For a long time, months in fact, when I thought that would never change. I resigned to hopelessness about faith and sexuality. I prayed, I cried, on so many occasions.

I come from quite a conservative Muslim background, and there has always been a strong emphasis on learning and acquiring knowledge. Or perhaps more accurately, acquiring the “correct” knowledge. As a result coming to a theological harmony was really important to me. For a long time I never thought that would happen. It would seem the Qur’an is clear cut on homosexuality (or more accurately non-heterosexualities), but as I learned, the reality is more complex.

For an essay at university I picked up a book to see if it would be worth reading. Eyes scrolling down the contents page I saw the chapter that would change things for me forever.

The chapter in question is “Sexuality, diversity and ethics in the agenda of progressive Muslims”, by Scott Siraj al-Haqq Kugle, in Progressive Muslims: On Justice, Gender, and Pluralism, edited by Omid Safi. Kugle forensically goes through the Qur’an and Hadith tackling the sticky issues when it comes to Islamic theology.

Kugle’s chapter was my “aha!” moment, when I found the answers I was desperately searching for. This was the starting point. Since then after much thinking, reading, and reflection, I stopped subscribing to my previously held views which had been instilled into me as Truth from a young age.

To put it more bluntly, it is ok to be gay, Muslim, and it is not a sin to have gay sex.

I remember the evening when finishing the chapter. I was in my bedroom sat on my chair in a darkening room at maghrib time, having turned the final pages, not breathing. For some reason the most profound moments in my life have taken place as the sun is setting.
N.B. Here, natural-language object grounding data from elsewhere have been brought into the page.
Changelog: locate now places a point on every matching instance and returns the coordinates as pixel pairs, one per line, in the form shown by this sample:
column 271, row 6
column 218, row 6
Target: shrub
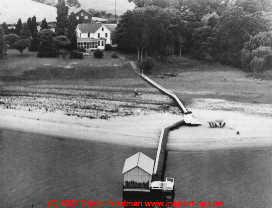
column 147, row 65
column 246, row 57
column 47, row 46
column 10, row 39
column 261, row 39
column 98, row 54
column 268, row 62
column 257, row 65
column 34, row 45
column 75, row 54
column 108, row 47
column 262, row 51
column 62, row 42
column 115, row 56
column 21, row 45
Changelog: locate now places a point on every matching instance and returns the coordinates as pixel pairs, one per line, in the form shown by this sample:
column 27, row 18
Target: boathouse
column 137, row 172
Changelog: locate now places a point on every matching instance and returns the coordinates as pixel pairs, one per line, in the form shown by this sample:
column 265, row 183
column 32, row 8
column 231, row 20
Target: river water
column 35, row 169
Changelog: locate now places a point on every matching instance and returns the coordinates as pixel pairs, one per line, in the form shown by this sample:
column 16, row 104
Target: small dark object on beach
column 98, row 54
column 217, row 124
column 136, row 93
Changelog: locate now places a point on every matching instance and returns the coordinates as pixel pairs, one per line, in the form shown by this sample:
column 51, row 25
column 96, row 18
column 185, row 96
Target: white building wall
column 103, row 31
column 137, row 175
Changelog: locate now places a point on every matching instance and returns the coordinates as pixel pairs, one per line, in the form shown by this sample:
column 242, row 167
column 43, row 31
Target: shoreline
column 144, row 130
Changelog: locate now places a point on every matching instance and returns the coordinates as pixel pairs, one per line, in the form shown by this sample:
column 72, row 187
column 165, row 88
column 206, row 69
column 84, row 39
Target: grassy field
column 112, row 79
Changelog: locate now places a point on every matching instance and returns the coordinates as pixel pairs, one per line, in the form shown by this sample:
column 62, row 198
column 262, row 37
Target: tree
column 11, row 38
column 33, row 26
column 2, row 43
column 47, row 46
column 21, row 45
column 5, row 28
column 62, row 18
column 73, row 3
column 25, row 32
column 233, row 30
column 71, row 28
column 131, row 33
column 44, row 24
column 252, row 6
column 34, row 45
column 18, row 27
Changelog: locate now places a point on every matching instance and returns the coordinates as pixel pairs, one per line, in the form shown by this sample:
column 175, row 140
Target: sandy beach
column 242, row 129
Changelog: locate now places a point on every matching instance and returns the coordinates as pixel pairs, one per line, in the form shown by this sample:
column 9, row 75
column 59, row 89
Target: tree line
column 213, row 30
column 46, row 42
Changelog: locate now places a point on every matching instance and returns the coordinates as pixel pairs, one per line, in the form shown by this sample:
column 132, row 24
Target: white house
column 137, row 172
column 91, row 36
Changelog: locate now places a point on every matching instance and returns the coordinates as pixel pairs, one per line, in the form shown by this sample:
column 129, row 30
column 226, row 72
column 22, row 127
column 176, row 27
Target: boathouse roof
column 139, row 160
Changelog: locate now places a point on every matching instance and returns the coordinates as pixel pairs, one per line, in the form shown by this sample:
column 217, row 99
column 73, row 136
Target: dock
column 160, row 186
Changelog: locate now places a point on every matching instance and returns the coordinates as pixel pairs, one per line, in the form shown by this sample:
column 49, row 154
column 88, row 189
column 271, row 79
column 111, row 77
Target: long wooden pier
column 188, row 120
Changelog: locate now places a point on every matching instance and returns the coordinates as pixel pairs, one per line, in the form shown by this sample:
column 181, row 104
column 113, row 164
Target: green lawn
column 16, row 64
column 192, row 79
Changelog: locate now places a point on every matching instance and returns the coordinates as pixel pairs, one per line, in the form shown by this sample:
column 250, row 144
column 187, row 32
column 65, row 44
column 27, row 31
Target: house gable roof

As the Kugle chapter had turned its final pages and the day came to a close, so had a chapter in my life as a Muslim who is reluctantly gay come to an end, and a new era as a queer Muslim had begun – though it didn’t dawn upon me what a truly significant moment it was at the time.

I finally allowed myself a deep breath, and felt nothing. Depression does that to you, creating a delay between knowing that a moment is, well, momentous, and feeling it in your bones. A great weight the size of Uhud had been lifted from my being, though it took a while to feel it.
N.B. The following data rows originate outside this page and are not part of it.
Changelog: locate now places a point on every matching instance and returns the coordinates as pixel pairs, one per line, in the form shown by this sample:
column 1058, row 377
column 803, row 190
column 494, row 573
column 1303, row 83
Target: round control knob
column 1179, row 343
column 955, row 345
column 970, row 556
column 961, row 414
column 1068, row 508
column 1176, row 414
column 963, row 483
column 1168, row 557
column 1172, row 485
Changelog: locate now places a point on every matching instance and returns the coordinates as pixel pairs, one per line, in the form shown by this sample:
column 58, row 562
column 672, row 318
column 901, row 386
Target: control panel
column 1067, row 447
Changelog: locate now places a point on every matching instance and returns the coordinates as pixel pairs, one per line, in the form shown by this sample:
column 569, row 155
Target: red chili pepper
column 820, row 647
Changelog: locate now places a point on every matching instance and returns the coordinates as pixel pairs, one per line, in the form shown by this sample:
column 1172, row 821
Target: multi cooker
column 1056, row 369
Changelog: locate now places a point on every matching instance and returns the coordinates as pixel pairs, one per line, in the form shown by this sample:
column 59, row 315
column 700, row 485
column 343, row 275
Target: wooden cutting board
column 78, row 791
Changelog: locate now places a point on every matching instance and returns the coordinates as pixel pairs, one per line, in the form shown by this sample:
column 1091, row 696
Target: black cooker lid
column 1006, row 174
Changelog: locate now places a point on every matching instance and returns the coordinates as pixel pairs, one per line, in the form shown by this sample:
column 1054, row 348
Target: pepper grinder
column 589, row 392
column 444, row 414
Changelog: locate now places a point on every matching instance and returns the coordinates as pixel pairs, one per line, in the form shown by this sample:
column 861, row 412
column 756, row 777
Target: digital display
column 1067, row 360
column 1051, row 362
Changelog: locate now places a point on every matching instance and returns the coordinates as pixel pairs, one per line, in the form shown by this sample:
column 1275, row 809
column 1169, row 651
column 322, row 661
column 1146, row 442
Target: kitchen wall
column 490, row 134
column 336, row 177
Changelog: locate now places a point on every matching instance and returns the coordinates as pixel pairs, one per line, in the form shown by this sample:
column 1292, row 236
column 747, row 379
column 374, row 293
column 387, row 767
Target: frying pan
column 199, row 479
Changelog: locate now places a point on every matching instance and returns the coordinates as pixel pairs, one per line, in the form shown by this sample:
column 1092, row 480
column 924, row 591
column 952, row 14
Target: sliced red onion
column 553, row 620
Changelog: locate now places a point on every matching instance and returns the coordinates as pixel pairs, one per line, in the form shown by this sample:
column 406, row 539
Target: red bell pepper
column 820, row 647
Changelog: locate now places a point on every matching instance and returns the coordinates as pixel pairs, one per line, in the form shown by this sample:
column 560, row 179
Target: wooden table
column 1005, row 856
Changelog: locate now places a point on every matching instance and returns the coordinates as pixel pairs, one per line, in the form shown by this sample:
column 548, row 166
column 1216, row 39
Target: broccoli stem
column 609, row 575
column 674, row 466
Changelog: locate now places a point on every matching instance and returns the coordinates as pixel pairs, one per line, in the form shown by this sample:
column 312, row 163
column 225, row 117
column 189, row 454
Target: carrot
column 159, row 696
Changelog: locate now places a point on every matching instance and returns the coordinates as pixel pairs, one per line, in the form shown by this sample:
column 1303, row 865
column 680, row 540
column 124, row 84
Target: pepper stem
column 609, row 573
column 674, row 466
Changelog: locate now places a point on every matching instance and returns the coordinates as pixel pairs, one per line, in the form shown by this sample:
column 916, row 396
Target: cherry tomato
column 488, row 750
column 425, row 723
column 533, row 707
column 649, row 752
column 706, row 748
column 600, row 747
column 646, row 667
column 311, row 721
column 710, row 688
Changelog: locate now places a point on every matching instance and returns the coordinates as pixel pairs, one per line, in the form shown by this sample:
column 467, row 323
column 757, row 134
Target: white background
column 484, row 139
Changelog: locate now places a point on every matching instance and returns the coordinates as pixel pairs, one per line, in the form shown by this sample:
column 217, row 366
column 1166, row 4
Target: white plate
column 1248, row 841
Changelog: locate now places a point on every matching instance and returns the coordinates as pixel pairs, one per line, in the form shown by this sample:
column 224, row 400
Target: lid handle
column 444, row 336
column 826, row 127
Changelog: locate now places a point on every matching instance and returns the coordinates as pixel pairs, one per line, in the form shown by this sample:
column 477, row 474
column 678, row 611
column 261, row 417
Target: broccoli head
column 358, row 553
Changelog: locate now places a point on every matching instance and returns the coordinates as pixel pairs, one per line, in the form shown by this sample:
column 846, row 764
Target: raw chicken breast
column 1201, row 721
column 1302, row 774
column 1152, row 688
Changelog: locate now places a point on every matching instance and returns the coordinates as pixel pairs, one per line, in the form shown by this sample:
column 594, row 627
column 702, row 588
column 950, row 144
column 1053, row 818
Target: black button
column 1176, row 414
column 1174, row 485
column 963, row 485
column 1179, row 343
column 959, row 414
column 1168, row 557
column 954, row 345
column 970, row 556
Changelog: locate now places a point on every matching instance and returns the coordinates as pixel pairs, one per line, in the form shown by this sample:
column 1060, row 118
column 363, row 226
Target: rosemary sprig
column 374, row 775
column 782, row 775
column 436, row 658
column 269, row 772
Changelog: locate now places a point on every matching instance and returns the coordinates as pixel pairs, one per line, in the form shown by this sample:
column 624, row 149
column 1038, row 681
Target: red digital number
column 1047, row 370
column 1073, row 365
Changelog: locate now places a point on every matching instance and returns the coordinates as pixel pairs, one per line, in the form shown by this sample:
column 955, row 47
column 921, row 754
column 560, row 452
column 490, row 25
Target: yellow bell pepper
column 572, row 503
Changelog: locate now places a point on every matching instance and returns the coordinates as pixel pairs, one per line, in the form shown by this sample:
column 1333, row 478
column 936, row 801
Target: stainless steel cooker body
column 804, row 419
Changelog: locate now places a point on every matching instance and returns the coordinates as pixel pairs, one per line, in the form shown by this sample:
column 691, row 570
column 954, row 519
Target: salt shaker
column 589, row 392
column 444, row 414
My coming out journey was dragged out over nearly four years, but I remember that evening very clearly.

It is very easy for ulema (scholars) and others who claim the mantle of guardians of the religion to condemn non-heteronormative sexualities and gender – and of course they do – but no one group or person has the keys to correct knowledge, no matter how much they wail that they do. Islam is collective and individual all at the same time. You can pick up the Qur’an and develop a reading of it for yourself.

The key element for me was, as it still is, having the right intention and making dua for guidance so that I feel I am on the straight and narrow, as it were. I could be wrong about my approach, but I need to have the humility to accept that and change.
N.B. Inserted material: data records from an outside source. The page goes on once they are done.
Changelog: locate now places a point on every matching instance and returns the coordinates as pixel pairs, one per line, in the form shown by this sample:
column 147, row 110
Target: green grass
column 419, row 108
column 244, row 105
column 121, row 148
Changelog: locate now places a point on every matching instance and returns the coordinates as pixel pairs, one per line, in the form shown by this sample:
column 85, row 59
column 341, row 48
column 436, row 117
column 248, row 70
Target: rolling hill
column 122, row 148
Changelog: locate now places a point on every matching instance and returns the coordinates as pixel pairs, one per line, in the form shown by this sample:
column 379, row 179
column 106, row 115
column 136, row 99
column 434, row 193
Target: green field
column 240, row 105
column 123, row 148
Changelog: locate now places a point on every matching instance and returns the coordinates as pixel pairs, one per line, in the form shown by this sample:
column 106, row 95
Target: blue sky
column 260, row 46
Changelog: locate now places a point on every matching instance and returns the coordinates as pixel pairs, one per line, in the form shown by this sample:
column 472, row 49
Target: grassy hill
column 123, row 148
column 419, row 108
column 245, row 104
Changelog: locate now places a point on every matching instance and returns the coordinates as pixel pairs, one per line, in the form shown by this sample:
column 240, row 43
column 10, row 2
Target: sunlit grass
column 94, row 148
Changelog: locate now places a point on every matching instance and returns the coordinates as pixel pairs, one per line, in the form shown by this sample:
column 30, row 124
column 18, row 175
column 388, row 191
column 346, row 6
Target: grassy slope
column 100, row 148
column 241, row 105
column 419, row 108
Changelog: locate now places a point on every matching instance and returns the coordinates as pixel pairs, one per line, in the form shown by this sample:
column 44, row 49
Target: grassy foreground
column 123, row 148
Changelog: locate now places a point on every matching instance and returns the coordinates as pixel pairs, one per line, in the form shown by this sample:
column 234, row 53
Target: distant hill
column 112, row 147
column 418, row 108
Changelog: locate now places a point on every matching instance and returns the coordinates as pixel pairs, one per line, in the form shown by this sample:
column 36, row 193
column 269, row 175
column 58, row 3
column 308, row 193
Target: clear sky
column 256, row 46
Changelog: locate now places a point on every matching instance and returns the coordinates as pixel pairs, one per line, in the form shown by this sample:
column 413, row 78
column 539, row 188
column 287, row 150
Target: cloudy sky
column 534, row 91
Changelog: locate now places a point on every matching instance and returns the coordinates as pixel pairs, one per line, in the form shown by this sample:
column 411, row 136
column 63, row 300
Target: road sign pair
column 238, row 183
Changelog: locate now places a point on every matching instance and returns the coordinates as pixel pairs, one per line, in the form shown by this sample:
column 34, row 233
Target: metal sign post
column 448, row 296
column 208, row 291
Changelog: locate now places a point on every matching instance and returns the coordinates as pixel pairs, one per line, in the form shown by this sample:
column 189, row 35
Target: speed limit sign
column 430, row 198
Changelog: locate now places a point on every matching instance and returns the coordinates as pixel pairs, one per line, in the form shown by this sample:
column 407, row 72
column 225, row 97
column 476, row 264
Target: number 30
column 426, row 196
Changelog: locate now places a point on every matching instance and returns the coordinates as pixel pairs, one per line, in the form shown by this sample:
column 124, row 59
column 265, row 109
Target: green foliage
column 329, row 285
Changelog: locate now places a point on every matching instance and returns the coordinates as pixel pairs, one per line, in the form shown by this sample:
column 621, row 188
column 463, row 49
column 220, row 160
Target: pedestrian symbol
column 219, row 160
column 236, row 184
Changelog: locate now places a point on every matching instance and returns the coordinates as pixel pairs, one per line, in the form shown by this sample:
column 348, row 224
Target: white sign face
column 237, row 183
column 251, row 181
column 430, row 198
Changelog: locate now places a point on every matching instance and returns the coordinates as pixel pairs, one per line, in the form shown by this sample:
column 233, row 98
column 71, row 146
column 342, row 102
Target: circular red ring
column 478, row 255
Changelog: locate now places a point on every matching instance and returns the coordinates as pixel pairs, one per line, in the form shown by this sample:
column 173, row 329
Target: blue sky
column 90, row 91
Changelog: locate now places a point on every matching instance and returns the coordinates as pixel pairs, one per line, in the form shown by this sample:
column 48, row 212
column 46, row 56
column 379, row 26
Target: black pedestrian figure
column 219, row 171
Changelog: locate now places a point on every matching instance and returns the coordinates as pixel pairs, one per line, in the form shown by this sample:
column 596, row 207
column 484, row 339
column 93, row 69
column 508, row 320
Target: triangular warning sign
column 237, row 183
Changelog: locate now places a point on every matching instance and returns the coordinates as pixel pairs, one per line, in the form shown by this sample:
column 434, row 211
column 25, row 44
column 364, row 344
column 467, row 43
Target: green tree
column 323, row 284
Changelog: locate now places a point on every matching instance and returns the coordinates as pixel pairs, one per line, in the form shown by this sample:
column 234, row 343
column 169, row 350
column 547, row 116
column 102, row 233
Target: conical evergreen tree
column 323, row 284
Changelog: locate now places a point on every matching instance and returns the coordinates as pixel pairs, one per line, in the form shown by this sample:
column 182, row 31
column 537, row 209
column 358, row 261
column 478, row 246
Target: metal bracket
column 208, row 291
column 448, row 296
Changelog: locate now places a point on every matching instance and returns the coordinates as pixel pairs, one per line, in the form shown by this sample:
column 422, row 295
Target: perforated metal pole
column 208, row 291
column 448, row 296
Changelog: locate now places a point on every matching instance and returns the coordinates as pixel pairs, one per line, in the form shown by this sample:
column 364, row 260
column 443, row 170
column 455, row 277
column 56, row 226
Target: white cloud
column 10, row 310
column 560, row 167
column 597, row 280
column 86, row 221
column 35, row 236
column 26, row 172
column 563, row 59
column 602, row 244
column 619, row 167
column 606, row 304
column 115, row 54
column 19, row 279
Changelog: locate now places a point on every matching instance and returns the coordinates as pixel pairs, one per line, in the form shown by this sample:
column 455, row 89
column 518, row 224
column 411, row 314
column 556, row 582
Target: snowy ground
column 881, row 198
One of the greatest and most beautiful takeaways I’ve had had since queering my outlook is that my religious outlook has become far more inclusive and compassionate. I grew up being taught that Islam is inclusive, compassionate. The same people taught me there are limits. Sunni/Shia/Sufi/Deobandi/Barelwi/Wahhabi and so on and on the list goes – there are many boundaries between Muslims drawn in sands across the world by those claiming to preach in the name of Allah.

It was queerness that dissolved these boundaries for me.

Islam is inclusive and compassionate, and it took being gay to fully realise that, and extend it to all aspects of my life, not just the areas where the ulema claimed it reached, and stopped.